On 30 Aug 2002 19:55:01 GMT, Francis Glassborow
<francis.glassborow@ntlworld.com> wrote:

> Yes, it is untestable and implementors are free to ignore the
> requirement. They do not even have to worry about a unique point of
> definition because breeches of the ODR do not require a diagnostic. It
> is actually hard to breech the ODR for compiler generated definitions of
> copy ctors and default ctors but not completely impossible.

It is impossible.  The compiler generated members are inline.  The ODR
has nothing to do with it.

John

---
[ comp.std.c++ is moderated.  To submit articles, try just posting with ]
[ your news-reader.  If that fails, use mailto:std-c++@ncar.ucar.edu    ]
[              --- Please see the FAQ before posting. ---               ]
[ FAQ: http://www.jamesd.demon.co.uk/csc/faq.html                       ]

Andrey Tarasevich <andreytarasevich@hotmail.com> wrote
> > > If user declares no default constructor
> > > for a class, the compiler will always declare it implicitly.

> Allan W wrote:
> > I think you mean that the compiler will do so if there is no user-defined
> > constructor at all.
>
> Yes.
>
> > But what about:
> >
> >     class foo {
> >         int &intref;
> >     };
> >
> > Will the compiler create a default constructor? What will it use to
> > initialize intref?
> > ...
>
> Create? No, it won't create it, if by saying "create" you mean "define".
> Compiler won't _define_ the default constructor for such class 'foo'.
> However, it will still _declare_ it. The OP's question was about
> declaration. The definition is a separate issue.

Semantics?

When you declare a constructor without declaring it, you guarantee that
nobody can construct it. The compiler does not do this.

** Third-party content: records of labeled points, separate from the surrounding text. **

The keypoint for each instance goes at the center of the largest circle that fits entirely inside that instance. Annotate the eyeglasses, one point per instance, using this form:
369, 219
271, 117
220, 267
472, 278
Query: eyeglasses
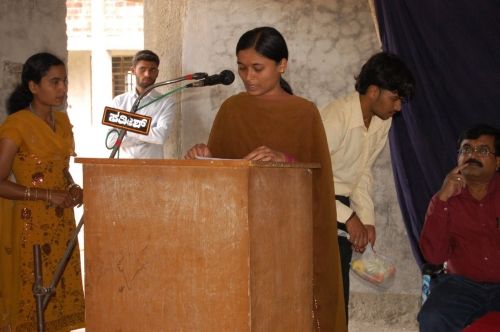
468, 150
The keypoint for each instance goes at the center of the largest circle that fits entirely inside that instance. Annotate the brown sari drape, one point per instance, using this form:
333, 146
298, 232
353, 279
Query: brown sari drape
292, 125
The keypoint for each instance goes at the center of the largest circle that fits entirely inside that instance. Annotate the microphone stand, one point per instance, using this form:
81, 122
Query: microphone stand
43, 294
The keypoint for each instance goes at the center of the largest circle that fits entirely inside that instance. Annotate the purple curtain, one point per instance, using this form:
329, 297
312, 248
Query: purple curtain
453, 49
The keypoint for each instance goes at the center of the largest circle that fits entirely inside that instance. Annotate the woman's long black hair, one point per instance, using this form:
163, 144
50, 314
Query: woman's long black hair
34, 69
268, 42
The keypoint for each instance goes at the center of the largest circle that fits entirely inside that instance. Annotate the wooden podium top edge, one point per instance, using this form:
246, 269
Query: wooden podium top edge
194, 162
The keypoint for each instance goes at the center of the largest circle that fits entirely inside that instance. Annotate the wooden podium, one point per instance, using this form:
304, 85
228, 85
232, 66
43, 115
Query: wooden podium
197, 245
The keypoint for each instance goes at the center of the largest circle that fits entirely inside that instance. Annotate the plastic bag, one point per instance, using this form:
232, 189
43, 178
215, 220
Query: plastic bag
374, 268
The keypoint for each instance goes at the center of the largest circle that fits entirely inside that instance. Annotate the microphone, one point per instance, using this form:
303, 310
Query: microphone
225, 77
196, 76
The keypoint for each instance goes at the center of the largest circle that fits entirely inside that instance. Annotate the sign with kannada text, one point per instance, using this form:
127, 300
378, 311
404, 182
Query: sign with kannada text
117, 118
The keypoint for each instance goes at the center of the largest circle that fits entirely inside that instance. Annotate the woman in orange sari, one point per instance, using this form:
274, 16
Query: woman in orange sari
37, 199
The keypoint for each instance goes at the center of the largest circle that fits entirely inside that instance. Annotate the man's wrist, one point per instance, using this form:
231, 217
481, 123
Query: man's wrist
353, 214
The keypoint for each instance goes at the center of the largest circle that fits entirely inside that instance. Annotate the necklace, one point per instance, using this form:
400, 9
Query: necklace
51, 122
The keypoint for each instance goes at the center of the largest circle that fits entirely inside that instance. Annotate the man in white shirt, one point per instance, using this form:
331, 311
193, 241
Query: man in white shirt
357, 127
145, 68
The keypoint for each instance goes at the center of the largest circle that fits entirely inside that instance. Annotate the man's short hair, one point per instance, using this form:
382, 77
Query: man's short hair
145, 55
387, 71
479, 130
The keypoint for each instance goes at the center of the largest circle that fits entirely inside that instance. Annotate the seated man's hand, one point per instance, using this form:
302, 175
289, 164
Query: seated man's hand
372, 236
358, 234
199, 150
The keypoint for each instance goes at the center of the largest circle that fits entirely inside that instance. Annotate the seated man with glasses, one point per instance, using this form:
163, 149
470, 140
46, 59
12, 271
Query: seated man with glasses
462, 228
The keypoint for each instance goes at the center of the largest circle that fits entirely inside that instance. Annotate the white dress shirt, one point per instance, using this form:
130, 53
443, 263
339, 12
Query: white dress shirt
162, 115
353, 149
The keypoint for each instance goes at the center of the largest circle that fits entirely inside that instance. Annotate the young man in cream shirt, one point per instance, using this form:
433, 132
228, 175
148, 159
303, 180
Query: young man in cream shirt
357, 127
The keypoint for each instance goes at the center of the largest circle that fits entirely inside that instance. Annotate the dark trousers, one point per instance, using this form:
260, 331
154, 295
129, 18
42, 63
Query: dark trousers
345, 250
455, 302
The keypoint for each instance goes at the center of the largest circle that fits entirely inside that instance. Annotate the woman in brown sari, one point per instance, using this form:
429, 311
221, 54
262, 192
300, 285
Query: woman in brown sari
37, 197
269, 123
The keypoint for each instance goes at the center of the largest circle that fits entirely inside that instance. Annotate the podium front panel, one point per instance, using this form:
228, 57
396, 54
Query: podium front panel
180, 246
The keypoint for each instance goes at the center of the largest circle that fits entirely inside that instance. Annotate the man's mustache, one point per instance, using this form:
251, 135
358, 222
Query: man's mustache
474, 162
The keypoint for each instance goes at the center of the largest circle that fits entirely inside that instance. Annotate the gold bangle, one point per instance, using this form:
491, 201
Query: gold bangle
73, 185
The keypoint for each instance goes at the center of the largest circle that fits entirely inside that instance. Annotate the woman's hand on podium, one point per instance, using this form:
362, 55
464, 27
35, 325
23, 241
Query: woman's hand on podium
264, 153
199, 150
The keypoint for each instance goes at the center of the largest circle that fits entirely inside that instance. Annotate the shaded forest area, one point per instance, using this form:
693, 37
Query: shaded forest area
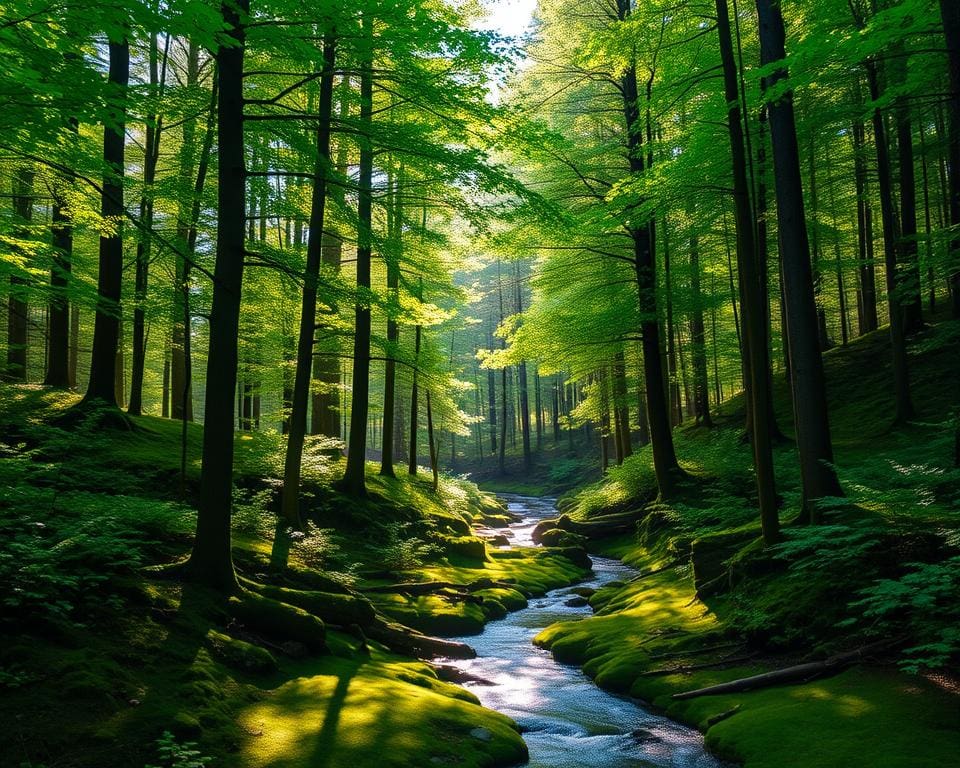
291, 290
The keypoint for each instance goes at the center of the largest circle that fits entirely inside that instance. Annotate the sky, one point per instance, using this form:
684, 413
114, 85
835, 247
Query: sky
509, 17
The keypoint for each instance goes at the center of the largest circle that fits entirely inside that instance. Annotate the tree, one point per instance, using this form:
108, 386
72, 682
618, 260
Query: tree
806, 364
106, 333
211, 560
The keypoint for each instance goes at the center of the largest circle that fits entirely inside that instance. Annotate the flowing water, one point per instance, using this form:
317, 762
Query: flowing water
566, 720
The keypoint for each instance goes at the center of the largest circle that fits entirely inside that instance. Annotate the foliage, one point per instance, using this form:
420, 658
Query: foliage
922, 602
176, 754
402, 551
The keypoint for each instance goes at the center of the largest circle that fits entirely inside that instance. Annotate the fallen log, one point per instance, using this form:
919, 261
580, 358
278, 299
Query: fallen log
429, 587
807, 671
412, 643
680, 668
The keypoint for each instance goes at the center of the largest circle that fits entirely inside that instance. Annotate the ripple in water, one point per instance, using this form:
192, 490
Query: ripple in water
566, 720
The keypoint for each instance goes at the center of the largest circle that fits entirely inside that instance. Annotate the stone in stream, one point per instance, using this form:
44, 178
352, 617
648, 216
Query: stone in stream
576, 602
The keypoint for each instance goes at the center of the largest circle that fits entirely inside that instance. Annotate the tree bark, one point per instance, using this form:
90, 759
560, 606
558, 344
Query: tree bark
151, 154
300, 399
806, 364
950, 13
211, 560
903, 404
395, 216
353, 479
17, 308
751, 299
106, 332
665, 463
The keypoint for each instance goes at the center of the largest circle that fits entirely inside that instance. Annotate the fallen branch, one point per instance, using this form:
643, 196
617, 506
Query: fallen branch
411, 643
807, 671
695, 667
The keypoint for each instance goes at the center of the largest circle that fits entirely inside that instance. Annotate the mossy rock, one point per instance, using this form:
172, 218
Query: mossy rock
469, 547
278, 620
342, 609
240, 654
711, 555
556, 537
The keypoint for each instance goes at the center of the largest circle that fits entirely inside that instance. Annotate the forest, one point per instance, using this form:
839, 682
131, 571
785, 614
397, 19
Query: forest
481, 383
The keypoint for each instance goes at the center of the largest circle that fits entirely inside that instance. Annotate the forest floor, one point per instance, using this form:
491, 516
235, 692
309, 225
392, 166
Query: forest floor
103, 648
714, 607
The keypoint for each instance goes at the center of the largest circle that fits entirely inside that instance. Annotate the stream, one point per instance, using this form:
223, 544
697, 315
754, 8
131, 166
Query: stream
566, 720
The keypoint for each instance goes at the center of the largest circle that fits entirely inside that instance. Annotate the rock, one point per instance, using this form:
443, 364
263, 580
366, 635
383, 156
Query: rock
644, 736
294, 649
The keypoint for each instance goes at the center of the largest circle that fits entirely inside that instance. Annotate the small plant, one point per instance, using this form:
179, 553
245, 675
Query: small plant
173, 754
402, 552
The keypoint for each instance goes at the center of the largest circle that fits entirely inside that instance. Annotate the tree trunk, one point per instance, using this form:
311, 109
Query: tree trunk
106, 332
867, 295
181, 399
414, 405
353, 479
395, 215
151, 153
58, 360
522, 386
17, 309
903, 408
751, 299
909, 267
211, 560
701, 384
950, 13
665, 463
806, 365
300, 400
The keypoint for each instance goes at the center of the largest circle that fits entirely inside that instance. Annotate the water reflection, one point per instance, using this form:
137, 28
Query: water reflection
566, 719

12.1/7: An implicitly-declared default constructor for a class is
        *implicitly defined* when it is used to create an object
        of its class type (1.8). The implicitly-defined default
        constructor performs the set of initializations of the
        class that would be performed by a user-written default
        constructor for that class with an empty
        *mem-initializer-list* (12.6.2) and an empty function body.
        If that user-written default constructor would be ill-formed,
        the program is ill-formed.

So, if you create a foo object, then the compiler automatically defines
a constructor like this:

     class foo {
         int &intref;
     public: foo() {}
     };

which is ill-formed because intref isn't initialized.

---
[ comp.std.c++ is moderated.  To submit articles, try just posting with ]
[ your news-reader.  If that fails, use mailto:std-c++@ncar.ucar.edu    ]
[              --- Please see the FAQ before posting. ---               ]
[ FAQ: http://www.jamesd.demon.co.uk/csc/faq.html                       ]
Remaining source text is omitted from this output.